How Does Speed Affect Space Measurements in Special Relativity?

[capslock]

A rocket travels from Earth to the moon (distance measured from the Earth 384000km) at a speed v = 0.8c.

(i) How long does it the trip take according to an observer on earth?

Just used straightforward Newtonian mechanics,

t = 384000*10^3/(0.8*3*10^8) = 1.6s.

(ii) How long does the trip take according to the astronaut?

Used the lorentz transformation,
t' = \gamma (t - u/c^2 x)
= (0.36)^(-1/2) * (1.6 - 0.8/c^2 * 384000*10^3)
= 0.96s

I believe this part is correct? Now the part I am stuck on is:

(iii) What is the earth-moon distance measured by an astronaut on the rocket?

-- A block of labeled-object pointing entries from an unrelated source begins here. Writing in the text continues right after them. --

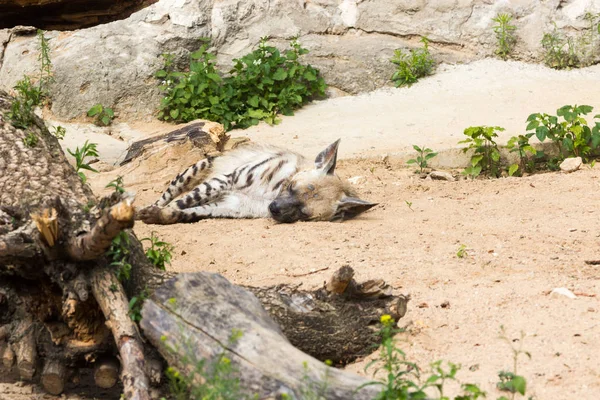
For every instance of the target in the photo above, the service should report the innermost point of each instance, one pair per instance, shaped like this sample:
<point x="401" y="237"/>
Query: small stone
<point x="442" y="176"/>
<point x="558" y="292"/>
<point x="571" y="164"/>
<point x="357" y="180"/>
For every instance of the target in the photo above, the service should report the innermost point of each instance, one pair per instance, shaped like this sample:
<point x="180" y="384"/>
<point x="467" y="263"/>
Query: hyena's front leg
<point x="202" y="194"/>
<point x="183" y="182"/>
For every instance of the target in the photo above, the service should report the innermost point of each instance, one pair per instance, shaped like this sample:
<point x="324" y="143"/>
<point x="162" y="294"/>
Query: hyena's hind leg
<point x="184" y="181"/>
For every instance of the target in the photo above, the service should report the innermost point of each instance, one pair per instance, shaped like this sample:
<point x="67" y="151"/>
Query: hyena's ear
<point x="350" y="207"/>
<point x="326" y="159"/>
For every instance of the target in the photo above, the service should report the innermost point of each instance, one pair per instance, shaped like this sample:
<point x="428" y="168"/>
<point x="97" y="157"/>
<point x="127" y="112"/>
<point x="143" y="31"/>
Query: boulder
<point x="350" y="41"/>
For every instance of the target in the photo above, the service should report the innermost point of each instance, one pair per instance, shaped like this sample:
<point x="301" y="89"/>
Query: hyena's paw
<point x="156" y="215"/>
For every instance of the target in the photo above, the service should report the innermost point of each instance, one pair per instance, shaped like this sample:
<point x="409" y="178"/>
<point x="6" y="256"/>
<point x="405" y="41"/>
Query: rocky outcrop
<point x="350" y="41"/>
<point x="66" y="14"/>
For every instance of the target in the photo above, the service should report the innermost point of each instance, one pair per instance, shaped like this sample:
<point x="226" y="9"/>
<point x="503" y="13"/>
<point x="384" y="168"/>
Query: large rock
<point x="351" y="41"/>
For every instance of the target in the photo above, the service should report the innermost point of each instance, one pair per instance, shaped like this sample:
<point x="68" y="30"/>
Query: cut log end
<point x="340" y="280"/>
<point x="54" y="376"/>
<point x="106" y="372"/>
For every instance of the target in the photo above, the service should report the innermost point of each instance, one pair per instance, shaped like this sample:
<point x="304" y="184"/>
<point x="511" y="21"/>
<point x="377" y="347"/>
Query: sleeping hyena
<point x="258" y="182"/>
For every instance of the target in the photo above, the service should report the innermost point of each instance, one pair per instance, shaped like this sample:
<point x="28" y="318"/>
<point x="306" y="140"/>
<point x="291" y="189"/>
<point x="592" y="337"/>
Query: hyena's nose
<point x="274" y="209"/>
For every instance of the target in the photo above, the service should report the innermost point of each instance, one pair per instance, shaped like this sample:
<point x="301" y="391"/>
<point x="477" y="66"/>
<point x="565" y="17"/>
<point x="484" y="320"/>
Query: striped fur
<point x="256" y="182"/>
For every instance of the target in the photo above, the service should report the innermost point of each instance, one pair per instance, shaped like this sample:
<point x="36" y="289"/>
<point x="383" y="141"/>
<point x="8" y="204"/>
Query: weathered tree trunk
<point x="193" y="316"/>
<point x="62" y="308"/>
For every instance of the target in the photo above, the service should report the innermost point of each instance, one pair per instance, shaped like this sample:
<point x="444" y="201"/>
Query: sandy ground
<point x="523" y="236"/>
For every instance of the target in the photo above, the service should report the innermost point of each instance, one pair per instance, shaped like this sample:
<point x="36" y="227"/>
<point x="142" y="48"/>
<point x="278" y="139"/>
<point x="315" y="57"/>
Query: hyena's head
<point x="317" y="194"/>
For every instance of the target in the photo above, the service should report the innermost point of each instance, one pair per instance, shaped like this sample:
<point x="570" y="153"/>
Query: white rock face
<point x="350" y="41"/>
<point x="571" y="164"/>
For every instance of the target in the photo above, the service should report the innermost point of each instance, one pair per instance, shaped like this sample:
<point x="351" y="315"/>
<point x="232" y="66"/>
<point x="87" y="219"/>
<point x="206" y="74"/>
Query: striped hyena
<point x="257" y="182"/>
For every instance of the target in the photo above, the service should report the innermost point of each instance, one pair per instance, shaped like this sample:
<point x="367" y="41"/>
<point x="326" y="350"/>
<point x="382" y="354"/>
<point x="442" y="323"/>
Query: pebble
<point x="571" y="164"/>
<point x="442" y="176"/>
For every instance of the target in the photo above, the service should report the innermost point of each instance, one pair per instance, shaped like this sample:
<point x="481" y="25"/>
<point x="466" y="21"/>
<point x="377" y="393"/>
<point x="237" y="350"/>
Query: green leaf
<point x="214" y="77"/>
<point x="253" y="101"/>
<point x="309" y="75"/>
<point x="476" y="160"/>
<point x="95" y="110"/>
<point x="532" y="125"/>
<point x="280" y="74"/>
<point x="519" y="384"/>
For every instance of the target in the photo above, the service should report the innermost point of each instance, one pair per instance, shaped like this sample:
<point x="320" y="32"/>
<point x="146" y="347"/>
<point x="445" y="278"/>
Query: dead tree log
<point x="62" y="309"/>
<point x="192" y="317"/>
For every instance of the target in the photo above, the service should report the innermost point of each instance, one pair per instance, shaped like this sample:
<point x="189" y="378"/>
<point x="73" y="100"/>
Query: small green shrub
<point x="520" y="144"/>
<point x="30" y="140"/>
<point x="87" y="150"/>
<point x="403" y="379"/>
<point x="510" y="381"/>
<point x="260" y="86"/>
<point x="486" y="155"/>
<point x="560" y="51"/>
<point x="572" y="135"/>
<point x="412" y="65"/>
<point x="117" y="184"/>
<point x="505" y="35"/>
<point x="159" y="252"/>
<point x="199" y="381"/>
<point x="118" y="253"/>
<point x="135" y="306"/>
<point x="45" y="72"/>
<point x="59" y="132"/>
<point x="425" y="154"/>
<point x="104" y="115"/>
<point x="28" y="96"/>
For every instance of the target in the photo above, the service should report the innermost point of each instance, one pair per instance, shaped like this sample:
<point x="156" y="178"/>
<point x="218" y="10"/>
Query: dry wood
<point x="25" y="351"/>
<point x="197" y="314"/>
<point x="112" y="301"/>
<point x="94" y="244"/>
<point x="106" y="372"/>
<point x="340" y="279"/>
<point x="8" y="357"/>
<point x="54" y="376"/>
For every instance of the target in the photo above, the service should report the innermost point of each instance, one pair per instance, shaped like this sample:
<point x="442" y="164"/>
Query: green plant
<point x="412" y="65"/>
<point x="315" y="390"/>
<point x="117" y="184"/>
<point x="87" y="150"/>
<point x="135" y="306"/>
<point x="510" y="381"/>
<point x="520" y="144"/>
<point x="46" y="77"/>
<point x="486" y="155"/>
<point x="104" y="115"/>
<point x="59" y="132"/>
<point x="30" y="140"/>
<point x="572" y="135"/>
<point x="403" y="379"/>
<point x="28" y="96"/>
<point x="119" y="256"/>
<point x="199" y="381"/>
<point x="159" y="252"/>
<point x="559" y="51"/>
<point x="425" y="155"/>
<point x="505" y="34"/>
<point x="462" y="251"/>
<point x="260" y="86"/>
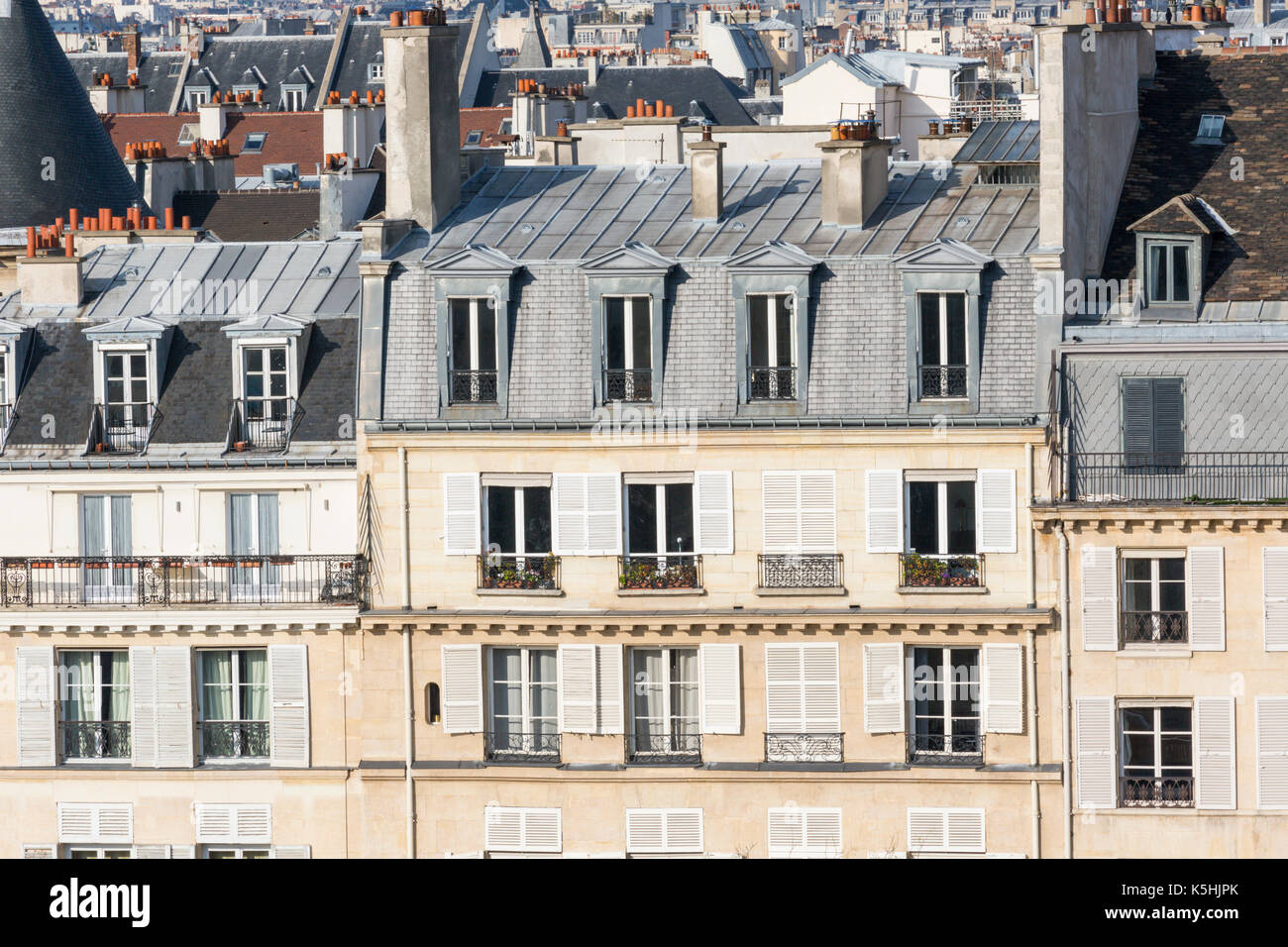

Could someone please explain to me the principles behind the calculation? I am finding it difficult to get my head around SR!

Many thanks, James.

 

[Pengwuino]

I don't have a calculator on hand so i can't verify the first two for you. The third one has to do with a phenomenon called length contraction. As you approach the speed of light, the length measured by the person in the rocket ship of the distance between the Earth and moon becomes contracted according to the equation L' = \frac{{L & & _0 }}{\gamma } where L' is the distance measured by the person traveling in the rocket ship.